A progressive bridge-builder between faiths, genders and races, Bernards’s tenure at the ADL was focused in part on working with the Protestant community toward decreasing antisemitism and expanding Judaica libraries. “His legacy was that you regard the other side as a real ‘you’ — real people,” said Yocheved Herschlag Muffs, Bernards’s co-worker at the ADL for almost 20 years. “It is the essence of dialogue.”
Born in Chicago on May 14, 1914, Bernards graduated John Marshall Law School in 1938, received his rabbinical degree from The Jewish Theological Seminary in 1942, and then his doctorate in Hebrew letters in 1950. During World War II, Bernards served as a chaplain in the Navy (though he never even learned to swim).
From 1950 to 1961, Bernards served at the helm of Nott Terrace Synagogue (now Agudat Achim) in Schenectady, N.Y., where he expanded women’s participation in regular prayer services and instituted bat mitzvahs.

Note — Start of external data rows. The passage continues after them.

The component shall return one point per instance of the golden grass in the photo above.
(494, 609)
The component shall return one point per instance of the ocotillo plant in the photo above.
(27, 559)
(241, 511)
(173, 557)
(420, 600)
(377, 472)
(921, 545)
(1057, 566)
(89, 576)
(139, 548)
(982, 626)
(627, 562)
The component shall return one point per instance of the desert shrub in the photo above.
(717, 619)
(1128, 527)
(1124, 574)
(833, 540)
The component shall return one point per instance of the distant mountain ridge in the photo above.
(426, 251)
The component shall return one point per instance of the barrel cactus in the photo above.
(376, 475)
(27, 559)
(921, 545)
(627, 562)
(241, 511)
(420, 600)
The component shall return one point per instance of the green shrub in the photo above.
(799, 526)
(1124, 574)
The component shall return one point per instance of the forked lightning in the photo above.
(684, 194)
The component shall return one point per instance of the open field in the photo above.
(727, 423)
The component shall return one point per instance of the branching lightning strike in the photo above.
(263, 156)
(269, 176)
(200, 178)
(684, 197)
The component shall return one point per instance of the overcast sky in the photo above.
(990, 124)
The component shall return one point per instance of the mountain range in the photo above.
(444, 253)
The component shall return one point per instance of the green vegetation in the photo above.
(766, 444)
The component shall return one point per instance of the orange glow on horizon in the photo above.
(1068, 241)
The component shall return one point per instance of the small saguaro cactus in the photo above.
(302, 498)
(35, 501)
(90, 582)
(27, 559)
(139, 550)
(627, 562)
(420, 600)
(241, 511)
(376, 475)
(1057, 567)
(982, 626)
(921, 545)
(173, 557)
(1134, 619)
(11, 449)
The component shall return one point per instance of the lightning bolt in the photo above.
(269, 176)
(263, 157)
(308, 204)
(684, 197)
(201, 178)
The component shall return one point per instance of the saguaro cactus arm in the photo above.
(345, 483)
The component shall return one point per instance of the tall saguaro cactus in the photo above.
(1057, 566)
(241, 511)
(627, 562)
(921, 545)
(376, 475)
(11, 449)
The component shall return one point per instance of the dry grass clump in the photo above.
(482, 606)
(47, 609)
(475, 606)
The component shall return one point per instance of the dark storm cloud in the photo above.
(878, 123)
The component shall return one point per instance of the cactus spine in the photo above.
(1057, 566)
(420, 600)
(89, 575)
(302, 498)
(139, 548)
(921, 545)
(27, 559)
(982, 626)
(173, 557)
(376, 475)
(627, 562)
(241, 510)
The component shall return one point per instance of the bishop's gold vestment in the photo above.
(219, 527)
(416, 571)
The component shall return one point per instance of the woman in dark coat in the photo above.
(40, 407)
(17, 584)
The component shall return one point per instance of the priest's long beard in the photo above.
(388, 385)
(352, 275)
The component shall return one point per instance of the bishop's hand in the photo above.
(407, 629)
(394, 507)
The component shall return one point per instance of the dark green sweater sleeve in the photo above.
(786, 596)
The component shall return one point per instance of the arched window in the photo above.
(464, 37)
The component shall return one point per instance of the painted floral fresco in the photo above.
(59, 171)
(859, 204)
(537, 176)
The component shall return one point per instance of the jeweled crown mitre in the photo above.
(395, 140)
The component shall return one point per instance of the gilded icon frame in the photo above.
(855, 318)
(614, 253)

In 1959, he testified before a congressional panel to decry General Electric Co. for moving its shops down south and devastating local workers. He marched with Martin Luther King Jr. in Selma, Ala., and worked at the ADL until his retirement in 1982.
Bernards is survived by his wife, Ruth, whom he married in 1948, and by his daughter, Reena, and two grandchildren. A son, Joel, died in 1974; He is also survived by a son, Ezra Brown, from his first wife, and that son’s two grown children.